Turning Point/Play of the Game: With the score tied 13-13 and Washington facing 4th-and-9 at their own 47 with 7:37 left on the clock in the fourth quarter, the Huskies lined up to punt, but instead of punting, Shaq Thompson took the direct snap and was stopped for no gain. The Cardinal proceeded to march down for the go ahead score in six plays and the Dawgs were never able to recover.
Offensive Player of the Game: No one on the offense did anything noteworthy, but P Korey Durkee, who many thought might not even wind up playing this season, had a great day. He averaged 51.7 yards on seven punts, dropped three inside the 20 and, most importantly, he kept the ball away from the ever dangerous Ty Montgomery who definitely became frustrated with his lack of opportunities to get his hands on the ball.
Defensive Player of the Game: LB Shaq Thompson finished the day with seven tackles (five solo), but more importantly he also had two key forced fumbles. The first he took back 32 yards for a touchdown and the second snuffed out a scoring opportunity for Stanford early in the fourth quarter.

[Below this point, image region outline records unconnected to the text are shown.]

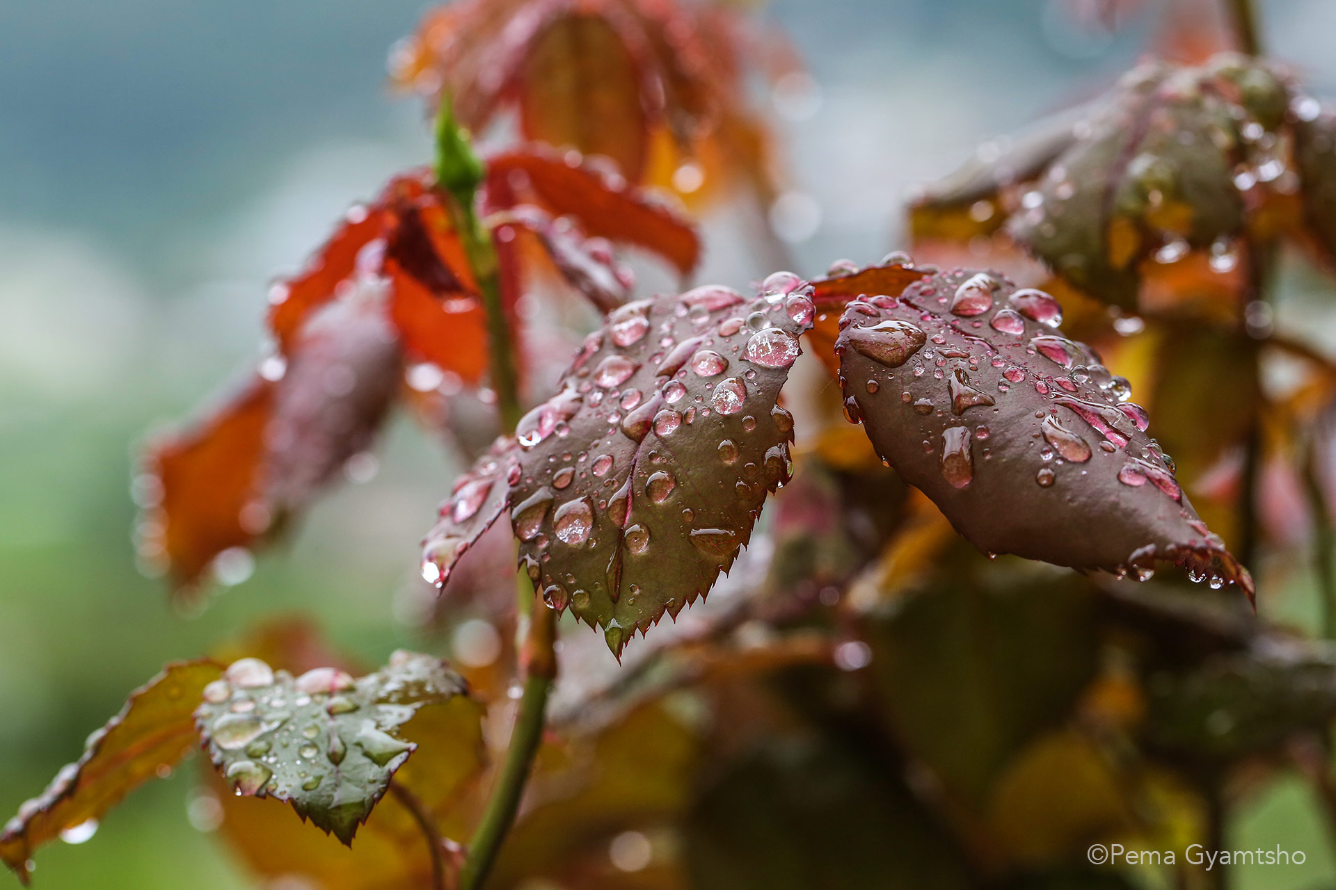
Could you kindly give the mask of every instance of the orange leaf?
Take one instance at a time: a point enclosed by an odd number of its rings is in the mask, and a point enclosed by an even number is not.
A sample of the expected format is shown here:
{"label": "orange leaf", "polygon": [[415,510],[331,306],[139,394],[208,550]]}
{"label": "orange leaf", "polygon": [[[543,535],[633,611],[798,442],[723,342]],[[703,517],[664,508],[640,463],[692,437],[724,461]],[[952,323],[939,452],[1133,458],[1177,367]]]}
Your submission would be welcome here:
{"label": "orange leaf", "polygon": [[589,235],[653,251],[683,275],[700,262],[700,236],[687,219],[647,192],[627,188],[620,176],[576,159],[533,149],[492,157],[488,201],[497,209],[525,201],[574,216]]}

Handouts to the standouts: No one on offense will be mentioned in this section of the game analysis. However, the defense had plenty of standouts. John Timu missed a couple of tackles early, but he recovered and was solid as the game moved along, finishing with 11 tackles (six solo) on the day; Travis Feeney was one of the more physical players on the field and he finished the day with eight tackles (four solo). Timu also had a chance at a pick six on Stanford’s first drive, but dropped the ball; Hauoli Kikaha forced a fumble on the only sack of the day. It was recovered by Kevin Hogan, but it was still a play that helped Washington stay in the game. The senior defensive end finished the day with six tackles and a tackle-for-loss; DT Danny Shelton forced a couple of hold calls while rushing the quarterback and also had a fumble recovery; Marcus Peters had a solid afternoon. For most of the day, he was tasked with locking up Ty Montgomery and, for the most part, he got the job done, holding one of the most explosive players in the country to just four receptions for 29 yards and a touchdown. Peters also had picture-perfect coverage on Montgomery down the Washington sideline and he came down with an interception, giving the Huskies good field position in the third quarter.

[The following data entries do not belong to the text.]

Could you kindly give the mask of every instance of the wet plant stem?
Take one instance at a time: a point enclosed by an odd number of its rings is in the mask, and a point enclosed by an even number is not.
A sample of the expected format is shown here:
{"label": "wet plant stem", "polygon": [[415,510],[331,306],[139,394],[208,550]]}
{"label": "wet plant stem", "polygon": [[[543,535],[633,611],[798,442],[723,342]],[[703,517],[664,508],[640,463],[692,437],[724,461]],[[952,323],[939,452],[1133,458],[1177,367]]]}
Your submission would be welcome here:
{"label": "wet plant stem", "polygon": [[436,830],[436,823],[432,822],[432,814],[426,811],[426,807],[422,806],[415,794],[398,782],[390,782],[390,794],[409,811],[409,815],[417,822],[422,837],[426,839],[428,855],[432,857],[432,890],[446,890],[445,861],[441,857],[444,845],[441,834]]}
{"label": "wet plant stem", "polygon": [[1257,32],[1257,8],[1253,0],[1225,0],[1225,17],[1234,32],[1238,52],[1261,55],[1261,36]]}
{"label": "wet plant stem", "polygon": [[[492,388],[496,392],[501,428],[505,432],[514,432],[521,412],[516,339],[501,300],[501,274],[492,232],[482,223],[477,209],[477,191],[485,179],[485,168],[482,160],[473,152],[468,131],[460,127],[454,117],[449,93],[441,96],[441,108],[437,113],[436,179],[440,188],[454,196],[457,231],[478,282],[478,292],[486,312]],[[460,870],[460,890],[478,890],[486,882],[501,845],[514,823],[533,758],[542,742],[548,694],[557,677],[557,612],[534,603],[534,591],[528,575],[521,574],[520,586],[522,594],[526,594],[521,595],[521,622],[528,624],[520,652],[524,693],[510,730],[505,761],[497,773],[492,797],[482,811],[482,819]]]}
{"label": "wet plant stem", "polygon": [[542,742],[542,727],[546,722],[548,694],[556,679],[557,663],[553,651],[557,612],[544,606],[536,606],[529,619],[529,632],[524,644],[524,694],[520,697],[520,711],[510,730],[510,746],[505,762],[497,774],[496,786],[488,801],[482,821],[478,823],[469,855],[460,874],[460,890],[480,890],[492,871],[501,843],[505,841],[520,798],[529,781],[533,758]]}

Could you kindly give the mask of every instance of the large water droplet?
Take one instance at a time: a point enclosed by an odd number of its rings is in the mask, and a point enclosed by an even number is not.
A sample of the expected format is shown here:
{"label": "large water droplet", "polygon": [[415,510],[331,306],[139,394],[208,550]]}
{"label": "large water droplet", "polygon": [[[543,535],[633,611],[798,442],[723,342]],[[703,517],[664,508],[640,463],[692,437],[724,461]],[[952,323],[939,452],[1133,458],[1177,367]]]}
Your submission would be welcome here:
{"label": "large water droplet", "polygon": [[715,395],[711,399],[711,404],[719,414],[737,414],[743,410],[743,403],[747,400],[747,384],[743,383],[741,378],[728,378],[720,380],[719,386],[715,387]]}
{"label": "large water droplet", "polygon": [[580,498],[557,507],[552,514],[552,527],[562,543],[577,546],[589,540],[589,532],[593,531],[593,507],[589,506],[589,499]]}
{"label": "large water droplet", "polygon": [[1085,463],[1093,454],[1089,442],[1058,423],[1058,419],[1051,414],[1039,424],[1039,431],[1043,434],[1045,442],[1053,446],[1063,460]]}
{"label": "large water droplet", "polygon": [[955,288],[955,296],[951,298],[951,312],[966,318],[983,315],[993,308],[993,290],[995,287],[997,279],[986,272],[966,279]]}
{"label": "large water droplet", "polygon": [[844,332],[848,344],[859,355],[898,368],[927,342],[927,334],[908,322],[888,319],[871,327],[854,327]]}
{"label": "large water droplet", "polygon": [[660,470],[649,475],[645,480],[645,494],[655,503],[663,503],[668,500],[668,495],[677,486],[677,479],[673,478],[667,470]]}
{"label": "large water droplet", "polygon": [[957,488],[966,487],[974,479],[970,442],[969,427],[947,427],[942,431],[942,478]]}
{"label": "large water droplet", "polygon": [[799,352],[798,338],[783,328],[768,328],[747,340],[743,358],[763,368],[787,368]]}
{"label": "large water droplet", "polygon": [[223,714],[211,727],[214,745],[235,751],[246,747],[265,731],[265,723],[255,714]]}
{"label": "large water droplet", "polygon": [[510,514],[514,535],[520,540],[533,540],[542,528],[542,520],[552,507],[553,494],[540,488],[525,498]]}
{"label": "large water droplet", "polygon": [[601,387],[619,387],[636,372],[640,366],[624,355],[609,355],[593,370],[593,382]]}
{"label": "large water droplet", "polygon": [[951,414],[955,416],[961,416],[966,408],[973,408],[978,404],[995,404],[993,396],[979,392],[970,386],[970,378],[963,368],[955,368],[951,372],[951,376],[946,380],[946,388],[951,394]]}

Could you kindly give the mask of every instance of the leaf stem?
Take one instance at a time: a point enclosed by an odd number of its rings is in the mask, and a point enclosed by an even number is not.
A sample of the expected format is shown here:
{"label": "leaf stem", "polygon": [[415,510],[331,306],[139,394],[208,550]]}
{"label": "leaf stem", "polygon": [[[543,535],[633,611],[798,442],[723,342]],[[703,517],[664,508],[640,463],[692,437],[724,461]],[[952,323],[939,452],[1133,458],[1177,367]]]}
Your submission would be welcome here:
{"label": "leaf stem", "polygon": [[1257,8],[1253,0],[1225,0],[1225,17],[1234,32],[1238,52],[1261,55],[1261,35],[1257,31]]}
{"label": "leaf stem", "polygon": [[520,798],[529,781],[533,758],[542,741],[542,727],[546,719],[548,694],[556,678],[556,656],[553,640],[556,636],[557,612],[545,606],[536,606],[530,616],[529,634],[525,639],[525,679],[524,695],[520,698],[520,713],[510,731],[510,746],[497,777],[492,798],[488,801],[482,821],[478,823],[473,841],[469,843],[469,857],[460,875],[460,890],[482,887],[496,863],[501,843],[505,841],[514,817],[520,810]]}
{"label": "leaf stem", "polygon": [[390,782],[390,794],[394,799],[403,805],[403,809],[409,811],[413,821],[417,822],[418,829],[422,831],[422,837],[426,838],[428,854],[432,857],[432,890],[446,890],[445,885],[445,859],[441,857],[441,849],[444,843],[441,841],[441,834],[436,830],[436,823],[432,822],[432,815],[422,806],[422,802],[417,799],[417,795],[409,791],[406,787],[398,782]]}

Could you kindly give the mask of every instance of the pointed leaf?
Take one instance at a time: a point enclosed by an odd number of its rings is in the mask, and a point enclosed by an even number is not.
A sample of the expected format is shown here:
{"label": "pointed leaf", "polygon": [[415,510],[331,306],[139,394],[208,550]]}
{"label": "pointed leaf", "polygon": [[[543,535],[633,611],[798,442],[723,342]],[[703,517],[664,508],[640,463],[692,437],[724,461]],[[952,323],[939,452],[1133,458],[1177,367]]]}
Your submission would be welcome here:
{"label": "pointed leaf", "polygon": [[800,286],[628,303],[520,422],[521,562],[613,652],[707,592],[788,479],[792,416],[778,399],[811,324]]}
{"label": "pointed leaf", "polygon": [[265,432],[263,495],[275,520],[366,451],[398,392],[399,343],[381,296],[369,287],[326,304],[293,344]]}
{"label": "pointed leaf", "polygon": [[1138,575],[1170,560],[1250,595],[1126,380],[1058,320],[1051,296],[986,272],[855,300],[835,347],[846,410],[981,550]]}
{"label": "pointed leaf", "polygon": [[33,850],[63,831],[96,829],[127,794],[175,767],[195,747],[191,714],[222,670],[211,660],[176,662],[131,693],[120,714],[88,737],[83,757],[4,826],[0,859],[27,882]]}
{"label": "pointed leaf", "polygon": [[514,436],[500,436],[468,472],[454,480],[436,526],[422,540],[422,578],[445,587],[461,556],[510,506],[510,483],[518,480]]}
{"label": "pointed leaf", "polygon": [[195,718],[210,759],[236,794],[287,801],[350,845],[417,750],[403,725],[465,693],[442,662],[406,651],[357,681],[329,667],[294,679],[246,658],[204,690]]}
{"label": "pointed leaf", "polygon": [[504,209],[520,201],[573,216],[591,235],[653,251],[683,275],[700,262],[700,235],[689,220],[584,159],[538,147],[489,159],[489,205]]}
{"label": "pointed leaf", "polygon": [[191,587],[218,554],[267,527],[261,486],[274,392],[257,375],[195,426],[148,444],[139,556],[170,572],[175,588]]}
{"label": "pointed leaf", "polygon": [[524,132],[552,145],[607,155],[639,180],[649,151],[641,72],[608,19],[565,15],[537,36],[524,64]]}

Stat of the Game: The two that stick out the most are 179 yards of offense on 68 plays which is only 2.6 yards per play and the second is 10 penalties for 85 yards. Almost all of them were effort penalties, but one that was a killer was the block in the back call on DiAndre Campbell on Washington’s first kick off return that brought back a touchdown by John Ross and that turned out to be a critical penalty.
Needs work: To say Washington’s passing game was anemic is actually over-selling it. Cyler Miles finished the day 15 of 29 with a touchdown, but there were plenty of times where receivers were open and the first year starter just couldn’t find them or he was running for his life. There were also times when no one was open and Miles didn’t make the might decision on which way to run or where the free rusher was coming from. The lack of a passing game made Washington’s running game, which had been pretty solid most of the season, ineffective as well.
Bottom Line: This team is a work in progress obviously, but they’d better get some things figured out because there are no more Georgia State’s and Illinois’ on the schedule. After the bye week, Washington is looking down the barrel of two straight road games (vs. Cal and Oregon) before returning for their next home game on October 25th against an explosive Arizona State squad. Obviously, things can only get better and you have to hope that Miles gets better and he develops more chemistry with his receivers. A better passing game will open things up and make this offense much more troublesome for defenses to attack. Currently, all they have to do is load the box, dare the Huskies to throw on them and because of Miles’ limitations and the inability of the receivers to get open, things just look disorganized and disjointed.